Um das Gehöft der festgenommenen 46 und 47 Jahre alten Verdächtigen wurden Sichtschutzwände aufgestellt, „damit in Ruhe gearbeitet werden kann“, sagte ein Sprecher der Staatsanwaltschaft am Dienstag der Deutschen Presse-Agentur.

Die Spurensicherung könne bis zu 15 Tage oder noch länger dauern. Das 41-jährige Opfer aus Niedersachsen soll fast zwei Monate lang in dem Gehöft im Vorort Bosseborn festgehalten und misshandelt worden sein. Die Frau starb an Kopfverletzungen. Das verdächtige Paar sitzt wegen Totschlags in Untersuchungshaft.
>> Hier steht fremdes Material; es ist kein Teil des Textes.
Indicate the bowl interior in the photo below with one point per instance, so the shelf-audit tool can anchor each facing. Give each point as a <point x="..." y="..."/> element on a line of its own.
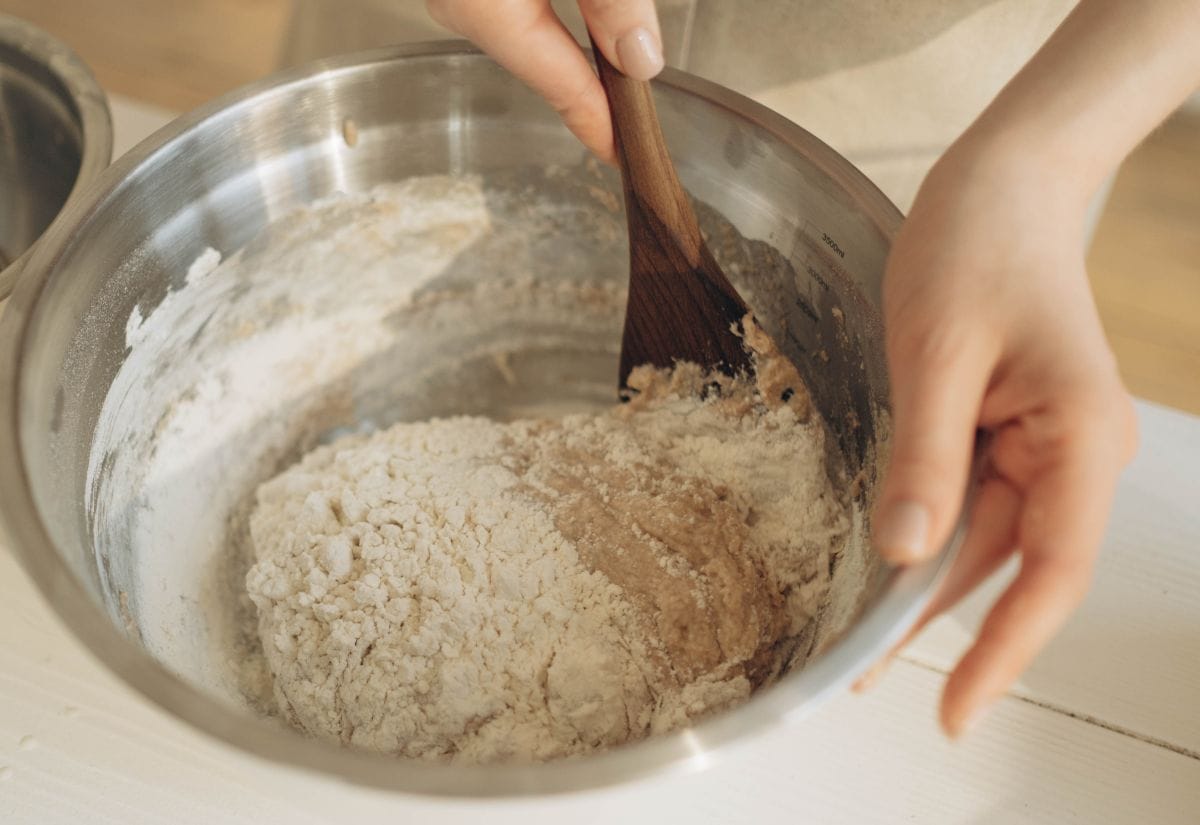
<point x="154" y="397"/>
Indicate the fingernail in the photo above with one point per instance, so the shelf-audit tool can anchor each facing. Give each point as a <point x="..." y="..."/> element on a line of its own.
<point x="901" y="531"/>
<point x="970" y="723"/>
<point x="640" y="55"/>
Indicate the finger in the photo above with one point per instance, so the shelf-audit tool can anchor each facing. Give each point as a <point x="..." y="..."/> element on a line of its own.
<point x="991" y="536"/>
<point x="937" y="385"/>
<point x="531" y="41"/>
<point x="1059" y="533"/>
<point x="628" y="34"/>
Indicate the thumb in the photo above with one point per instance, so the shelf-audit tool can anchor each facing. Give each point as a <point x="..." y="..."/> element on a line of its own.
<point x="628" y="34"/>
<point x="937" y="384"/>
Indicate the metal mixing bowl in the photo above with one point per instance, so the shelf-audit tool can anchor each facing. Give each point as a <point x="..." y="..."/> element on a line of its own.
<point x="55" y="137"/>
<point x="774" y="196"/>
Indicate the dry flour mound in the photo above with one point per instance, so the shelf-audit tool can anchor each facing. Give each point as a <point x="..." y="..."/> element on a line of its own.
<point x="477" y="590"/>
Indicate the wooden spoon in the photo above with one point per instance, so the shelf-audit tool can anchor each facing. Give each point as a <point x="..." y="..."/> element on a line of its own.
<point x="681" y="305"/>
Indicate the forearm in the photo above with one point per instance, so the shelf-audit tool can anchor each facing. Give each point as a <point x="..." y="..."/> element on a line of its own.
<point x="1110" y="73"/>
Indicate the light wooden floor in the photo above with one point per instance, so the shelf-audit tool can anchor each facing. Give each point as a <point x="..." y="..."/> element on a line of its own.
<point x="1145" y="262"/>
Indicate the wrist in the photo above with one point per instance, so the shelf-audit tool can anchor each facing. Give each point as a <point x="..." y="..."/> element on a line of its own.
<point x="1024" y="164"/>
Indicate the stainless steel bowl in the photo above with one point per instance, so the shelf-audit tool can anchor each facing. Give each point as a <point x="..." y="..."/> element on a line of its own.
<point x="774" y="194"/>
<point x="55" y="137"/>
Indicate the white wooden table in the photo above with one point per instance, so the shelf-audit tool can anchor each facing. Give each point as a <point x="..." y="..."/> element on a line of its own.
<point x="1104" y="727"/>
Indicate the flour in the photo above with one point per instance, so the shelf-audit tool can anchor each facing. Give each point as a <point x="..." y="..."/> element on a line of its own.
<point x="467" y="589"/>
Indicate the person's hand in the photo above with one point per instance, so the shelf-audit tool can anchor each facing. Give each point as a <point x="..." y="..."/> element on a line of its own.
<point x="527" y="37"/>
<point x="990" y="324"/>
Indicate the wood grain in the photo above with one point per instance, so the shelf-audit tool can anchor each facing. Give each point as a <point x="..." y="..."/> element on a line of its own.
<point x="681" y="305"/>
<point x="1131" y="656"/>
<point x="1145" y="265"/>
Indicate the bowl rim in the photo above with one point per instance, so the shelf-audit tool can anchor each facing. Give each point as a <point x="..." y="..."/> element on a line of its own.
<point x="83" y="96"/>
<point x="880" y="627"/>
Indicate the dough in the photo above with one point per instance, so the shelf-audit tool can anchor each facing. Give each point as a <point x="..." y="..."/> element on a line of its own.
<point x="473" y="590"/>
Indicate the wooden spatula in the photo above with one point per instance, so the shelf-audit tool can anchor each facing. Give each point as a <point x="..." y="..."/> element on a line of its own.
<point x="681" y="305"/>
Mann soll wegen Gewalt gegen eine Frau bereits eingesessen haben

Auf einer Pressekonferenz in Bielefeld am Vormittag wollen sich die Ermittler nach Angaben des Staatsanwaltes auch „in Richtung von Vorstrafen“ der Verdächtigen äußern. Nach Medienberichten war der festgenommene 47-jährige Mann schon 1995 zu knapp drei Jahren Haft verurteilt worden. Er soll zusammen mit einer Komplizin seine damalige Ehefrau geprügelt, gequält und mit Säure verätzt haben.

Die Staatsanwaltschaft Paderborn hatte am Montag zudem Hinweise auf weitere Opfer bestätigt. Nach Informationen der Deutschen Presse-Agentur und weiterer Medien aus Polizeikreisen haben die Verdächtigen ein weiteres Tötungsdelikt gestanden.